According to the article 129 of AoA of the Company, the office of a director becomes vacant if a director sends his notice of resignation in writing to the company. The Court held that this clause doesn’t require the acceptance of the resignation by the board for resignation to take effect. Further, where a person had sent his notice of resignation to the company on a date, clearly expressing that he wants to relinquish his post, ceased to be the director of that company from a specified date. In the case where all the directors of a company resign, then the Central Government will appoint the required no. of directors until new directors are appointed by the company.

As per section 168(2)
The resignation shall be effective from

  1. Date on which notice is received by company or
  2. Any other date specified by director

As per section 168(2), the director who has resigned shall be liable even after his resignation for the offences which occurred during his tenure.

In Scenario a. the Company can refer Section 174(2) of the Companies Act, 2013 and it’s Articles of Association for the remedy. Section 174(2) provides if the number of directors falls below the quorum then the continuing directors:

  • may appoint a director in the meeting for increasing the number of directors to that fixed for the quorum or
  • • Summon a general meeting of the company to appoint a director and for no other purpose.

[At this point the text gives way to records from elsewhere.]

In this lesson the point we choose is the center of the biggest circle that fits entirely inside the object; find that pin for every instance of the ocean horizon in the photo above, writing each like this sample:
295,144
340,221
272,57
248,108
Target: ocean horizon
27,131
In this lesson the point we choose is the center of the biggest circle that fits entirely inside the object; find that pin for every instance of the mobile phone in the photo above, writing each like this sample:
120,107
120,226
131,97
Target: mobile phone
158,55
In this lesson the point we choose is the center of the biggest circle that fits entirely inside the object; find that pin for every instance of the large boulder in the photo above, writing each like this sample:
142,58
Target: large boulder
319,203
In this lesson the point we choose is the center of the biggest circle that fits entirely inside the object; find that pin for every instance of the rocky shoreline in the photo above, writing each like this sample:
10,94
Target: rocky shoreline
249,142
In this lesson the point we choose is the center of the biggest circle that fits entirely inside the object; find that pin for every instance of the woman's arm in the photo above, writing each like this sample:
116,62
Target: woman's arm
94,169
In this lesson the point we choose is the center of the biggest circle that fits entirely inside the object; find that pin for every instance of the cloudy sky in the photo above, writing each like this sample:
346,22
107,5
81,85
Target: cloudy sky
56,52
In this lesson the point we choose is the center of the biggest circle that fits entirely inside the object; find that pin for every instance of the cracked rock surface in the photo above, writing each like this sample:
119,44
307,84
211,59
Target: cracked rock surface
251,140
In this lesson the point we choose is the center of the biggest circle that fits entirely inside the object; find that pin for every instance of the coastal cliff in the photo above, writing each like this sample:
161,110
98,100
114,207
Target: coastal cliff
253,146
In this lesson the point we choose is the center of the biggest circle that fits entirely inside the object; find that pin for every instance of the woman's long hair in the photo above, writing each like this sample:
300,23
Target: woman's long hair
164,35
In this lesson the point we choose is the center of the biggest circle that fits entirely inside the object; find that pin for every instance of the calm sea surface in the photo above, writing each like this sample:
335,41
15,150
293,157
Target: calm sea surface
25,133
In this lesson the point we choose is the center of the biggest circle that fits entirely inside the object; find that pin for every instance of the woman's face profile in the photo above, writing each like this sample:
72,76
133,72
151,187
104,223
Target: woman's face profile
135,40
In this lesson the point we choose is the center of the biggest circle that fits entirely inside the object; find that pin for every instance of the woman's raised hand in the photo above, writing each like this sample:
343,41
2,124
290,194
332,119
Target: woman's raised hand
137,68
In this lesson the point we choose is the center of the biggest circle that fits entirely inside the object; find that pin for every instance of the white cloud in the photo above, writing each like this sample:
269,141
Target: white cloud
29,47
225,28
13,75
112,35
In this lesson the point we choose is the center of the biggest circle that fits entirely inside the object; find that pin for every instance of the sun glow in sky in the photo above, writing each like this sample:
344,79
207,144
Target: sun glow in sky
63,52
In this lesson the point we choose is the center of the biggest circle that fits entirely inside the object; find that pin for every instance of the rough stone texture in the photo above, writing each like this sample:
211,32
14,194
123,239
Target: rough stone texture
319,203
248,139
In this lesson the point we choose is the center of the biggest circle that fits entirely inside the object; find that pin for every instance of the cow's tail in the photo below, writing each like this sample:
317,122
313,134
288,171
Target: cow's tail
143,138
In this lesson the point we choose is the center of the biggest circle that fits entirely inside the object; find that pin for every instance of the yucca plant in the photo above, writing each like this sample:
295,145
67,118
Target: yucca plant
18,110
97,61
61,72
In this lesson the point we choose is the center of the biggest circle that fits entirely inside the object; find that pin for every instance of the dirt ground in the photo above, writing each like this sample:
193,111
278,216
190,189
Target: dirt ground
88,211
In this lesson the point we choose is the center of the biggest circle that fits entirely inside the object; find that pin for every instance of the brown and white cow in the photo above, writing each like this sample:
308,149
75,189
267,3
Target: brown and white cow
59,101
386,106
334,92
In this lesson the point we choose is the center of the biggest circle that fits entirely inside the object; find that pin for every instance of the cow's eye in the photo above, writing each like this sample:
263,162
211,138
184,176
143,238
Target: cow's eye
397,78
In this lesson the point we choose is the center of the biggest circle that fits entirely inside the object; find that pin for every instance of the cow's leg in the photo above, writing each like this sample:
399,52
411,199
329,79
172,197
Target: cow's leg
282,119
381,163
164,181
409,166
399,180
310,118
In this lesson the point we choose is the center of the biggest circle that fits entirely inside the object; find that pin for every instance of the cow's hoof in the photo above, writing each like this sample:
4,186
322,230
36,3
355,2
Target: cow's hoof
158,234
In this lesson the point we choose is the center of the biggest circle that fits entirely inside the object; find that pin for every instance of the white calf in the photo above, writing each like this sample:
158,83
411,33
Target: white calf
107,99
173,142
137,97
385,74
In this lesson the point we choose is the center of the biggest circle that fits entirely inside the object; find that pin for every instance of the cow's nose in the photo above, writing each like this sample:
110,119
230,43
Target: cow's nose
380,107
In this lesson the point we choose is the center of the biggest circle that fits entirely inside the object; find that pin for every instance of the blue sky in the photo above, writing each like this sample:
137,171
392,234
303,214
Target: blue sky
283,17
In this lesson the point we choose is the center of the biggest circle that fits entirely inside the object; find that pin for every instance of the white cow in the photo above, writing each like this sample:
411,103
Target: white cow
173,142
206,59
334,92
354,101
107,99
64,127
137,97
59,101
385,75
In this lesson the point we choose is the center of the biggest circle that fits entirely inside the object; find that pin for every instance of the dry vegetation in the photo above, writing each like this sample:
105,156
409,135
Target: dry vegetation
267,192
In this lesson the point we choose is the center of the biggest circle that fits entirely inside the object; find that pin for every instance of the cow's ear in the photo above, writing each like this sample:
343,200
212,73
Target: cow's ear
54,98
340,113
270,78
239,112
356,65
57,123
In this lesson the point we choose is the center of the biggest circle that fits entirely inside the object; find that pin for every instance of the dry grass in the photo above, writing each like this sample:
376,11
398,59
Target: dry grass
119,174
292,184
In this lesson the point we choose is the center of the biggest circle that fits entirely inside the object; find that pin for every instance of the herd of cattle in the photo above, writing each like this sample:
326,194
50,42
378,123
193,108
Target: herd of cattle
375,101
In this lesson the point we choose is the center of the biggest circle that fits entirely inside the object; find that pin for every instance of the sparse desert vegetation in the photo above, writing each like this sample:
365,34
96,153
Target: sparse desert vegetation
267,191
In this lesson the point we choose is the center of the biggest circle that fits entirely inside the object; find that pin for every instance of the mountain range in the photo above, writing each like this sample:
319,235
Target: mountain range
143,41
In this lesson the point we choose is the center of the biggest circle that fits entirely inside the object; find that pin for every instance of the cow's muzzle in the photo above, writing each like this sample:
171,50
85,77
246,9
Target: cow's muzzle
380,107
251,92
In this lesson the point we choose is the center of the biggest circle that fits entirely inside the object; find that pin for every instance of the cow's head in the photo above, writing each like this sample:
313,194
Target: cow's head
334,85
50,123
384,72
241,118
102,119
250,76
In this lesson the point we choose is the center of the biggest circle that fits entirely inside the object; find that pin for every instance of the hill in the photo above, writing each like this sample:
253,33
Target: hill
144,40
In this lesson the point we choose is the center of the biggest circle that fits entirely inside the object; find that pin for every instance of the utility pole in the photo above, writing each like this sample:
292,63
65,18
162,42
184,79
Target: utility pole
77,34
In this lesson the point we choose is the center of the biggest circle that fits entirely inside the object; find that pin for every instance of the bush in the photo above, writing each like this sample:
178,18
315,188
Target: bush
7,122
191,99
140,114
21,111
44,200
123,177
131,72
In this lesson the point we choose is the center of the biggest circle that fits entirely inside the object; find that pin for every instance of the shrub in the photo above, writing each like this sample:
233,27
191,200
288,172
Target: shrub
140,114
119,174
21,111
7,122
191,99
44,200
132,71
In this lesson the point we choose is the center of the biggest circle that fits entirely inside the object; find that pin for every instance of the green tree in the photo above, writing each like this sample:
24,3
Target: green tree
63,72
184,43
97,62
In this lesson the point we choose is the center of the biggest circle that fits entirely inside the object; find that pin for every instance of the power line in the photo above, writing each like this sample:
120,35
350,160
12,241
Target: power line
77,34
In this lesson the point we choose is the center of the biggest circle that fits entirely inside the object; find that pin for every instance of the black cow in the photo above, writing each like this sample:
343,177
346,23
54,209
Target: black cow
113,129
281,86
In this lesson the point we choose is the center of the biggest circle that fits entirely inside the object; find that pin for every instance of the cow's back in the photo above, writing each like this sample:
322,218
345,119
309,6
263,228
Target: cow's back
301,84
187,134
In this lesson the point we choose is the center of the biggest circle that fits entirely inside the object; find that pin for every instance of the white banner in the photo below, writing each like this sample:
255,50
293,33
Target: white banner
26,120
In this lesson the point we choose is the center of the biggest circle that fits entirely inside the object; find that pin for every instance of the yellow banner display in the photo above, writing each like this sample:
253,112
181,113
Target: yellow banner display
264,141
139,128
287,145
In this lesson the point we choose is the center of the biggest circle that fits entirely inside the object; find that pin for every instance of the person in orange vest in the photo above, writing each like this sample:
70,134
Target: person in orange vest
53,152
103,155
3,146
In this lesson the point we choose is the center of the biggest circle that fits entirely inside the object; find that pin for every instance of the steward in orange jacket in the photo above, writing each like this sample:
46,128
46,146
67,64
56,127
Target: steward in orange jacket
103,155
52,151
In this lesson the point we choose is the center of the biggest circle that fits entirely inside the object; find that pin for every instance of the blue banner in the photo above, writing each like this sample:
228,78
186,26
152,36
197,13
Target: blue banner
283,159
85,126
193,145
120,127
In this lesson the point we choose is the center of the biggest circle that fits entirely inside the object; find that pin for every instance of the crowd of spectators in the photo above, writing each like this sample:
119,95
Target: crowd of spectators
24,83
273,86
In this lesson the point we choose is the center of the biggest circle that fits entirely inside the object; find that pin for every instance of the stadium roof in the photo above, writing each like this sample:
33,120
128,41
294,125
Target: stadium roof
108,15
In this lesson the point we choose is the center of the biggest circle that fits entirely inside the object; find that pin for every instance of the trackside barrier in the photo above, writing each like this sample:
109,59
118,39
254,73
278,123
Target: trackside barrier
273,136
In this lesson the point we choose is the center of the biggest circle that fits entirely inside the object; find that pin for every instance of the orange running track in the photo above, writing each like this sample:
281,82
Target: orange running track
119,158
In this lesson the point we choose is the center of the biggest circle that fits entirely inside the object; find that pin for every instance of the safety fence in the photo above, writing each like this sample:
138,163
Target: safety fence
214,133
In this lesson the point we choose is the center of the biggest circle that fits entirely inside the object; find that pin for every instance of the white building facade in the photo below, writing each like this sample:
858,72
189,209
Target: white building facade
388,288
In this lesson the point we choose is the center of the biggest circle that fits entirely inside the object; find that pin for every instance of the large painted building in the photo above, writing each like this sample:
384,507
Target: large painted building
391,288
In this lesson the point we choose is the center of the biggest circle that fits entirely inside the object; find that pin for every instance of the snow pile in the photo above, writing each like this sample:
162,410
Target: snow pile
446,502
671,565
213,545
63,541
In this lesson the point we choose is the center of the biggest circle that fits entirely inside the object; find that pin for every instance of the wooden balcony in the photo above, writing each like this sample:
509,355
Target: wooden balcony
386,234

Clause 69 of Table F provides that if the number of directors falls below the quorum fixed by the Act, the remaining directors can, for increasing the number of directors to that fixed quorum, summon a General Meeting of the Company.
    In Scenario b. the Company can refer section 168(3) of Companies Act, 2013. The section provides that when all the directors of a company resign from the Board, the promoter or the Central Government in promoter’s absence, shall appoint the required number of directors who shall hold office till the directors can be appointed in the general meeting.

Noting mention in the section 168 of the companies act, 2013, regarding notice period of the director to be serve. However the director in the board meeting can express his opinion for not continuing as a director and his unwillingness to serve notice period.
Its upon the company then how to compensate from the director.